El aullido se transformó en una especie de ahogo. Como si el sol fuera ácido, la piel pálida fue envejeciendo, de a poco se volvió rígida; y ella con la expresión del grito fija en la cara se fue transformando en un cuerpo disecado.

En silencio –sólo se oía el golpeteo de los remos en el agua, las cigarras, el trémulo canto de un pájaro—, volvimos hasta la costa. Farkas cargó el cuerpo en la red, la red al hombro y caminó sin hacer caso de los que estaban reunidos en la orilla. Lo vimos perderse más allá de la ruta, detrás de ese cuerpo seco que no parecía pesar demasiado.

Luego, la señal de la desgracia había sido dada, los hechos se sucedieron abrumadores.

Las imágenes del velorio de Farkas se me confunden, como si todo hubiera pasado hace demasiado tiempo. La felicidad, decía el viejo Añeri, es el estado de sufrimiento que teníamos cuando nos creíamos desdichados.

Como no se puede describir la quietud, no sabría definir lo que cambió en el pueblo, pero nadie podía decir que todo seguía igual. Hasta el silencio era distinto.

Los primeros en darse cuenta fueron los chicos que preguntaron por qué habían desaparecido las luciérnagas. El lago, cubierto de algas mórbidas, la forma en la que el viento sacudía los árboles. Esa misma tarde, al entrar al bar y oír el murmullo intranquilo, pensé que el pueblo agonizaba.
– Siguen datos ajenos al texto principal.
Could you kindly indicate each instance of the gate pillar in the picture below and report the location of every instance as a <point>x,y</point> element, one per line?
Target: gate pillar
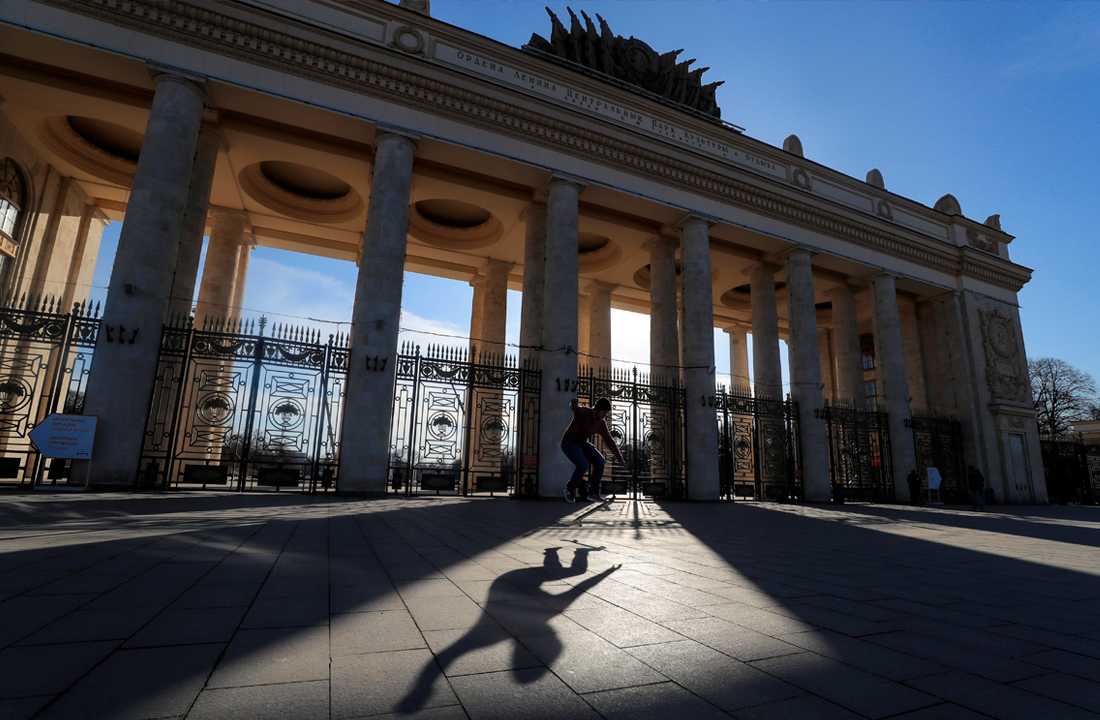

El viejo Añeri con el sombrero puesto, los codos sobre la barra, la mirada hacia las rodillas, habló sin levantar los ojos, como si no necesitara verme para saber que estaba ahí.

–Hay que encontrar el cuerpo –dijo–. Tenemos que devolverlo.

Salimos juntos del bar. La casa de Farkas parecía abandonada. Tuvimos que forzar la puerta. Revolvimos la ropa en los armarios; buscamos un sótano oculto, una trampa en el piso, pero no encontramos nada.

Al salir, el viejo Añeri señaló el cielo. Una sombra de sonoros puntos negros pareció descender sobre nuestras cabezas queriendo ahogarnos en esa oscuridad.

Vi al viejo agacharse y lo imité al tiempo que escuchaba el vibrar de cientos de langostas volando sobre nosotros, encima de nosotros, chocándose entre sí, inofensivas, llenando el aire de gritos de mujeres desesperadas. Acurrucado en el piso con los labios bien juntos, dando manotazos ciegos en medio de esa nube de repulsión, supe que era tarde.

Muchos decidieron irse. Otros todavía esperamos que todo pase, pensando ilusos que en algún momento esto tiene que terminar. Pero vinieron las cosechas, los nacimientos blancos y la enfermedad. Además del chapoteo que algunos todavía dicen escuchar, seguido de burbujas silenciosas, de círculos concéntricos que al menos en la imaginación se van haciendo cada vez más grandes.